第162話:景気拡大と財政再建の両立に大きな課題

 長期金利はマイナス金利の影響で2016年3月からはマイナスに沈んだが、その後は日銀のイールドカーブ・コントロール導入により2016年12月からプラスに転じた後、現在は+0.0%台の水準にある。

 2016年9月から長期金利が上昇したのは、日銀がイールドカーブ・コントロールを導入したことと、トランプラリー等により景気が回復しそうだとの観測を反映した面が大きい。基本的に景気が良くなる期待が高まれば、物価上昇期待も高まり、金融緩和の出口の可能性が出てくるため、長期金利の上昇要因となる。
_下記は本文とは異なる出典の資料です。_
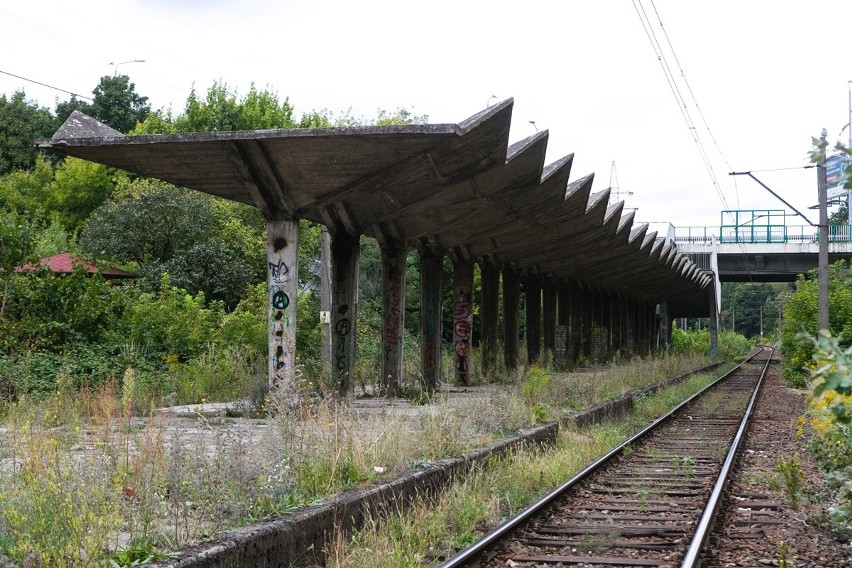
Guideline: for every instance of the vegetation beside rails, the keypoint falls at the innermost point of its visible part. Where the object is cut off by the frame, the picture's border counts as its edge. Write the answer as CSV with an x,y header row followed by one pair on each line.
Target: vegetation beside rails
x,y
83,476
428,532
 ただ、近年では日銀のイールドカーブ・コントロール導入により日本と海外の間で長期金利の連動性が低下しており、海外の金利が国内の長期金利に及ぼす影響が小さくなっている。こうしたイールドカーブ・コントロールの枠組みは、世界経済が良いときは緩和効果が増幅されるが、世界経済が悪いときは金融引き締め効果にもなりうるため、金融緩和の効果を見通す上で海外の景気や物価、金利動向などの注視が必要だ。

 こうした中、日本の財政は深刻な状況にあるといわれている。経済協力開発機構(OECD)によれば、日本における一般政府(国と地方自治体など)の債務残高は名目国内総生産(GDP)比で200%を超え、主要先進国中で最大である。時系列で見ると、リーマンショックに伴う世界金融危機とともに急速に膨れ上がったことがわかる。
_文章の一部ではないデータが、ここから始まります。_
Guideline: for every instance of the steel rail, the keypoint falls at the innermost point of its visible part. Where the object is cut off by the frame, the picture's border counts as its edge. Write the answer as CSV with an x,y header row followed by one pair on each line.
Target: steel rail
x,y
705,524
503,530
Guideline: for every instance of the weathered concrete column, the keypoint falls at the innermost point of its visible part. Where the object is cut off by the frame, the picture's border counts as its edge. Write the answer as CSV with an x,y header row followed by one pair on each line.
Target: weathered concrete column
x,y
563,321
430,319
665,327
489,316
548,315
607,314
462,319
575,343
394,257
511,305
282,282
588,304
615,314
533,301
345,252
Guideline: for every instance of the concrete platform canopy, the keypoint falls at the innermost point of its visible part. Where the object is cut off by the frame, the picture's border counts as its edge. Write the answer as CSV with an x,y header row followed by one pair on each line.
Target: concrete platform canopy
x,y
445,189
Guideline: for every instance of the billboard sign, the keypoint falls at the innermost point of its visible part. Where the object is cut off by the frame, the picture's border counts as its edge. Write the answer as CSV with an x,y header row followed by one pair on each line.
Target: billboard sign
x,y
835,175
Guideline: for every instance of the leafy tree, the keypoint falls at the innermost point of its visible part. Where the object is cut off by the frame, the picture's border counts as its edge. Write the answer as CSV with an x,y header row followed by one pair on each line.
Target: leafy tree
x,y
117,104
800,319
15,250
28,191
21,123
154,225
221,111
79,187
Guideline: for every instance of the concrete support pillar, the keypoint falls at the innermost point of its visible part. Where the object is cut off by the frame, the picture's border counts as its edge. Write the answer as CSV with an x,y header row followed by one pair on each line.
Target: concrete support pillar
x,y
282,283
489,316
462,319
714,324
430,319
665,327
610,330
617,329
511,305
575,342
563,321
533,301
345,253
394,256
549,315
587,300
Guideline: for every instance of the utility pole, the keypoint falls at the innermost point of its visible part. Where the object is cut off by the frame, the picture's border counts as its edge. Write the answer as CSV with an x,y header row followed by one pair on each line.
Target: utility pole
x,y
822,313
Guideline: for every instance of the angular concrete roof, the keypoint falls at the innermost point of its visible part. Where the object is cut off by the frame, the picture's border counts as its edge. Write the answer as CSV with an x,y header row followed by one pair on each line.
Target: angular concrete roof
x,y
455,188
 ただ、新規国債発行額は2013年度以降減少に転じ、2018年度には33.7兆円まで低下する見込みだ。これは歳入面で企業収益増加により法人税収入が大幅に増えて税収が増加したことに加え、歳出面では社会保障の効率化効果が表れたためである。

 財政破綻を回避するには、名目GDP比で上昇が続く政府債務残高の持続的な上昇を止める必要があり、政府は2025年度に国と地方の基礎的財政収支の黒字化目標を先延ばした。基礎的財政収支とは、債務返済や利払い費を除いた歳出と、国債などの借金を除いた歳入との収支を指す。

基礎的財政収支が均衡すれば、その年の政策に必要な経費を税収で賄え、必要な公債発行は過去の債務の元利払いに充てる分だけになる。さらに名目GDP成長率と債務の名目金利の水準が等しくなれば、債務残高はGDP比で一定となる。

 2018年度の国と地方を合わせた基礎的財政収支は当初予算ベースで約10兆4000億円の赤字となっている。これをもって、日本の財政は依然永続的に維持できる状況になく、赤字解消のために歳出削減や増税が必要であるとする向きもある。ただ、歳出削減や増税は景気を抑制する効果があり、現在のように先行き不透明感が高まっている中での増税は、税の大幅な自然減収に結びつく可能性もある。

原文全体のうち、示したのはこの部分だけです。